The incubation period varies according to the water temperature: it is between 56 and 108 degree-days. For 1 to 2 months, the fry, which remain close to their place of birth, feed almost exclusively on chironomid larvae. Then, the juvenile fish, in search of more plentiful food, go down the river to reach the brackish waters of the estuary. (Until 1982, when sturgeon fishing was banned, this was the time when the sturio was most vulnerable). From this moment on, the fish makes many river-estuary-sea movements. The adult fish, which has reached a size of about 60 cm, begins its descent towards the sea by making seasonal migrations between the upper and lower estuaries.

When it reaches the sea waters, it reaches the sandy bottoms at a depth of between 20 and 80 m without straying too far from the coast.
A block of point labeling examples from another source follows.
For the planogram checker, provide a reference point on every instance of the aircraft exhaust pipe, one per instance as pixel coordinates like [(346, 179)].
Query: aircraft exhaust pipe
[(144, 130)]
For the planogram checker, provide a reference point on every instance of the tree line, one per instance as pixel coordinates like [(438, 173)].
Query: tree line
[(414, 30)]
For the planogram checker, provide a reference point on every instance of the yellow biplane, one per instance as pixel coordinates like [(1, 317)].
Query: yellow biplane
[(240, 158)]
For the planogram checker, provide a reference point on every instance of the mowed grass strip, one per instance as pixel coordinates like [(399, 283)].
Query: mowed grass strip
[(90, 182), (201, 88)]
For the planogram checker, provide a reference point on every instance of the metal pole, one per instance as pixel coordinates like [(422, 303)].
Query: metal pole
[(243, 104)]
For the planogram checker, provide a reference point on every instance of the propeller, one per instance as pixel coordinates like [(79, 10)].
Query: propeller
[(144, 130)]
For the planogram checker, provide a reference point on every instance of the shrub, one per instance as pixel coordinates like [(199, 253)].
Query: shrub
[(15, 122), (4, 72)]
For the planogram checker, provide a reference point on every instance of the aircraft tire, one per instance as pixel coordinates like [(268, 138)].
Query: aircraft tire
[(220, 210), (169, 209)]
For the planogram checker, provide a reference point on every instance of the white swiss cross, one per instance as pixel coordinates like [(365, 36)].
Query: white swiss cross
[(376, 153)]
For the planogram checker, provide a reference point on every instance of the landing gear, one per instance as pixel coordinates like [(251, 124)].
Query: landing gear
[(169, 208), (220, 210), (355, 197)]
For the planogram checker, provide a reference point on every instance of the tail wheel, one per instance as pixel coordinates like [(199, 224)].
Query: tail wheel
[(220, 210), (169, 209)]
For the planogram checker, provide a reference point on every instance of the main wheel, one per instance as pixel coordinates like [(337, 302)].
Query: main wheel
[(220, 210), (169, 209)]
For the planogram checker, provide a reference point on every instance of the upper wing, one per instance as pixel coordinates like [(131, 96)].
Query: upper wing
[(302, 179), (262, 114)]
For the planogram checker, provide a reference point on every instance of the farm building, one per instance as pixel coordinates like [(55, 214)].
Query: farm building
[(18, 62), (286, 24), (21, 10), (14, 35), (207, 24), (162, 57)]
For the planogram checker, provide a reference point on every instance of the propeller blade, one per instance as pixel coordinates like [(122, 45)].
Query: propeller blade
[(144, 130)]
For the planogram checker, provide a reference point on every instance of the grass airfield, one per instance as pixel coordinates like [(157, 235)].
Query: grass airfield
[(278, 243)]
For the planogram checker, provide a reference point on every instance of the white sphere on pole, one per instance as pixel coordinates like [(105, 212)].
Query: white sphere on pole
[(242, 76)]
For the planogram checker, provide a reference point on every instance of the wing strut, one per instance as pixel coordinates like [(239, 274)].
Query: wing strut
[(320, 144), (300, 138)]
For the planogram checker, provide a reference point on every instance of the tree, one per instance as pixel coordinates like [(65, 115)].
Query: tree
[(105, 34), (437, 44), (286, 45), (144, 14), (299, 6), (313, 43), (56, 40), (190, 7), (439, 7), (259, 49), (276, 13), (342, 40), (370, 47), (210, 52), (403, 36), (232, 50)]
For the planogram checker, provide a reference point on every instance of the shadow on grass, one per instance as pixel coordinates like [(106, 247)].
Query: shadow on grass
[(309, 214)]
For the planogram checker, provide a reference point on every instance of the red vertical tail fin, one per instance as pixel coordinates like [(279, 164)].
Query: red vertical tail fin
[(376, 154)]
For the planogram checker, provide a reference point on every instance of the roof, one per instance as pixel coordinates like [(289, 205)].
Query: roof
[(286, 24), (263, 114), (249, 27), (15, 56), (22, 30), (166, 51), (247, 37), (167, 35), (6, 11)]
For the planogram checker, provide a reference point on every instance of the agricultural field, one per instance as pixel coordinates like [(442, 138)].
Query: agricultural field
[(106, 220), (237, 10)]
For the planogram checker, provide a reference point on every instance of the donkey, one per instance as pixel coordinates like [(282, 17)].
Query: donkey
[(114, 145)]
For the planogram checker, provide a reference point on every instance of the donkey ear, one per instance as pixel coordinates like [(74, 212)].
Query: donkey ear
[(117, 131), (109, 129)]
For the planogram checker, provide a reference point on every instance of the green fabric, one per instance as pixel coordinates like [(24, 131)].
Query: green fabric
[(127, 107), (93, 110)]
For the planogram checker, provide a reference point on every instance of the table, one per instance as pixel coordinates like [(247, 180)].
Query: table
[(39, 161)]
It continues to feed on benthic invertebrates or small fish… A fish seriously threatened with extinction The sturio is found in the Black Sea, in the Atlantic (from Norway to Spain) and on the northern and eastern coasts of the Mediterranean.

Quite common on all the coasts and rivers of Western Europe at the end of the last century, its population has declined sharply since the intensification of fishing at sea and in estuaries for the exploitation of caviar (in 1945 in the Garonne 20 tonnes of females were caught), the construction of dams, the deterioration of water quality, the destruction of spawning grounds for the extraction of gravel.

Despite a serious repopulation programme, the sturgeon - which can live to be a hundred years old - remains among the fish seriously threatened with extinction and it will probably take 20 to 30 years of combined international efforts for the species to no longer appear on this red list.